Чем закончился тот эпизод? Жена не взяла мужа домой, отказалась, и его, откомиссованного, отправили в Иркутский инвалидный дом — доживать свой век. Бедняга сержант никак не мог взять в толк, что верной спутнице по жизни не нужен такой. И подраматичней ситуации встречал Саня Воронков. А вот стоит перед глазами тот брошенный сержант-связист. Уж у кого одиночество так одиночество — при живой-то жене. Впрочем, она, наверное, развелась с ним. Может, подвернется кто поздоровей. Или уже подвернулся…
Да, подраматичней, потрагичней встречались ситуации Сане Воронкову. А держится на плаву, не тонет в беспамятье история с девяностолетним стариком и его козой. Что за история? Вовсе простенькая. Тоже валялся Воронков в госпитале, в подмосковном, прифронтовом. И жил в том же поселке дедушка, седой, подслеповатый, полуглухой, бобыль бобылем, и вся радость-то у него — коза Катька. Не коза — одно название: кости да кожа. Но как любил ее дед, как истово пас, песни даже ей пел! Украли Катьку, и дедушка по козе плакал, как будто получил похоронку…

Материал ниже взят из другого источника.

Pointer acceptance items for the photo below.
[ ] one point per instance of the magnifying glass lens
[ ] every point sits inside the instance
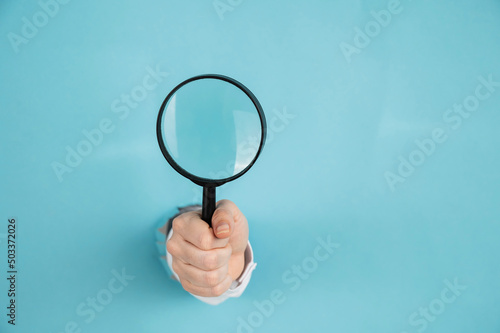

Вот — жизнь в тылу. Тяжелая, холодная, голодная, сиротская. Как пишут в газетках, фронт и тыл едины. Правильно, едины. Но если фронтовики предстанут перед высшим Судом Совести, то этого не миновать и живущим в тылу. Суд Совести беспристрастно разберется, кто сутками не уходил из цеха от станка, а кто воровал у детдомовцев продукты, кто отдавал последний рубль в фонд обороны, а кто спекулировал на черном рынке, кто благословлял сыновей на бой, а кто укрывал сыновей-дезертиров. И всем должно воздать по заслугам, иначе совершится тягчайшая несправедливость. Мы не можем, не имеем права жить после войны вместе — чистые и замаранные. Упрощаю? Не думаю…
Припекало, мухи и слепни облепляли, плюс комары, не боявшиеся никакого солнца. Курорт был подпорчен. У Воронкова разболелась голова: нажгло, надо было чем-то прикрыться. Он срезал веточку, лениво обмахивался. Или башка болит от мыслей? И так бывает. Сорок минут истекали. Дать ребятам еще пожариться, что ли? Уж больно симпатично млеют. И ни у кого головушка не болит?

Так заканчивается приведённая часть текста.